ROCKINGHAM COUNTY, N.C. -- Billie Minter and her daughter Crystal are getting into the Halloween spirit early this year, going on hay rides and wandering through a corn maze at Tuttle’s Farm in Eden.
Billie says she’s happy to get out the house with her daughter, who is 37 and has Down syndrome.
Being Crystal's full-time caregiver gets tough, but on this trip, she has help.
"It's been nice having them to help look after her and make sure she's OK," Minter said.
The field trip is part of a program through Rockingham County's Aging, Disability and Transit Services where caregivers get a much-needed break.
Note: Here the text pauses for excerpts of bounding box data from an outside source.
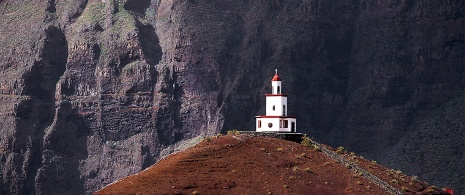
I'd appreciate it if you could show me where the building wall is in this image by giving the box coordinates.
[266,96,287,116]
[255,118,297,132]
[271,81,283,94]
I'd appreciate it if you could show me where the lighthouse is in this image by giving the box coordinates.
[255,69,296,132]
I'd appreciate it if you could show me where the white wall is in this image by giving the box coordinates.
[266,96,288,116]
[271,81,283,94]
[255,118,297,132]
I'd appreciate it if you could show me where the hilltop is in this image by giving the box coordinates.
[94,134,442,195]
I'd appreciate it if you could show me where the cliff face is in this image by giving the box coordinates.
[0,0,465,194]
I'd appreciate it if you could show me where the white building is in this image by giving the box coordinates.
[255,70,296,132]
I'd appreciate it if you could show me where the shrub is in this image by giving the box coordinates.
[292,166,299,172]
[228,129,240,135]
[336,146,346,154]
[295,153,305,159]
[400,186,409,192]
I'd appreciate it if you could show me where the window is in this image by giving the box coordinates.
[283,120,289,128]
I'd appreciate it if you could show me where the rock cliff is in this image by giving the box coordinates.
[0,0,465,194]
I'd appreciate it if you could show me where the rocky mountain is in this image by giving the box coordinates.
[0,0,465,194]
[94,135,448,195]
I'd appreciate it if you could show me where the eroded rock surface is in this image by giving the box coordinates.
[0,0,465,194]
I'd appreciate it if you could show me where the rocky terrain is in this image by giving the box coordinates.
[94,135,446,195]
[0,0,465,194]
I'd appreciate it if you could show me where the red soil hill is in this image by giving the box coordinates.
[94,135,441,195]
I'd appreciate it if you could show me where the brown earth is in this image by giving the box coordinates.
[94,135,441,195]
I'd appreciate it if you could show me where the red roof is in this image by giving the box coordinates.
[271,74,281,81]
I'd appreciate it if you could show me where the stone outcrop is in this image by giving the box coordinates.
[0,0,465,194]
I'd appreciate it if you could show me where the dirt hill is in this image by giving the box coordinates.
[94,135,442,195]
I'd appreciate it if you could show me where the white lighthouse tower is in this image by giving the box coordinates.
[255,70,296,132]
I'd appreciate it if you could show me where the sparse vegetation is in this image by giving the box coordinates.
[305,167,313,173]
[336,146,346,154]
[295,153,305,159]
[228,129,240,135]
[400,186,409,192]
[292,166,299,172]
[300,136,313,147]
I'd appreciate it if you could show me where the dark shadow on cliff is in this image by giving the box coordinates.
[14,26,68,194]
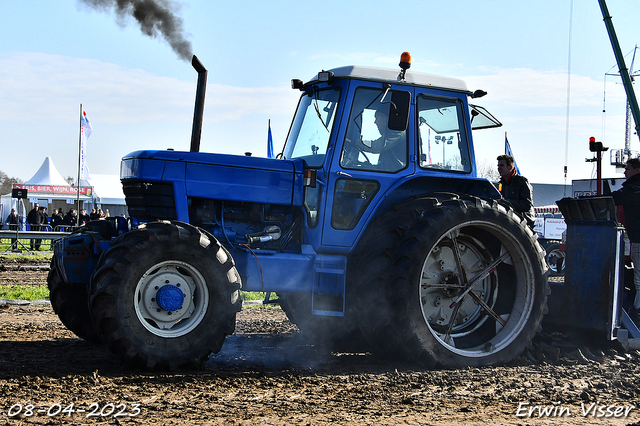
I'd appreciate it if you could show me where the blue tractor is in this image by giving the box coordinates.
[49,54,549,370]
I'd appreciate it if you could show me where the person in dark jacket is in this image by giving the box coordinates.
[50,209,64,231]
[64,209,78,226]
[498,154,535,229]
[6,209,20,250]
[27,203,42,250]
[611,158,640,323]
[80,209,91,226]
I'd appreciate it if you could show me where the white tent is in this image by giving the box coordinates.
[27,157,70,186]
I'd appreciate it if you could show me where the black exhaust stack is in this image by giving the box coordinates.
[191,55,207,152]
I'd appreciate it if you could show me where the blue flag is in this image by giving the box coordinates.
[504,133,520,174]
[267,120,276,158]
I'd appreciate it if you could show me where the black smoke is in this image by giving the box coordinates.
[81,0,192,61]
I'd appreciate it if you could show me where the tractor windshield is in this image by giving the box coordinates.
[284,88,340,167]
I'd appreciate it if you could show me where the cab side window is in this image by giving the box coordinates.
[340,88,407,172]
[417,95,471,172]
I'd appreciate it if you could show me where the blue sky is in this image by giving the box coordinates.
[0,0,640,183]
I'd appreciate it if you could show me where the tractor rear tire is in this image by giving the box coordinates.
[47,257,100,343]
[384,196,549,368]
[90,221,242,370]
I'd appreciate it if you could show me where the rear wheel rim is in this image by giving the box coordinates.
[419,221,535,358]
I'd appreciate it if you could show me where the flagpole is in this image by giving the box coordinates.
[76,104,82,226]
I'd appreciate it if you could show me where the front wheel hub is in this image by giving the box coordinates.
[156,285,185,312]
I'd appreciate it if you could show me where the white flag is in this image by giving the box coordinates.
[80,111,93,180]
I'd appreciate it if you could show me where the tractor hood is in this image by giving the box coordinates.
[120,151,303,205]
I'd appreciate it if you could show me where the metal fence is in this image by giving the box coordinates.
[0,225,75,253]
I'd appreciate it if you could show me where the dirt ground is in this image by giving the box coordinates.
[0,256,640,425]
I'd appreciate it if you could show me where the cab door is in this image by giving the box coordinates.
[322,81,416,248]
"You need more than one set of eyes, more than one set of hands on them, so we provide that support," said Asheley Cooper, director of community-based services.
Cooper helps run the respite program which allows caregivers to drop off their loved ones for seven to eight hours a day or to go out with them but with extra help.
"Someone is going to be there watching their loved one, providing some interaction with them while they're able to get away," Cooper said.
In Rockingham County, five caregivers are in the federally-funded program which runs on $15,000 a year.
Cooper is trying to raise more money to expand the program, applying to different foundations and reaching out to donors.
Billie has been part of the program for more than 10 years and says it's helped her avoid feeling overwhelmed.
"It sort of clears your brain a little,” she said.
It’s also allowed the mother to carve out some "me time."
"I do a lot of sewing at home," she said. "I have things that I do too.”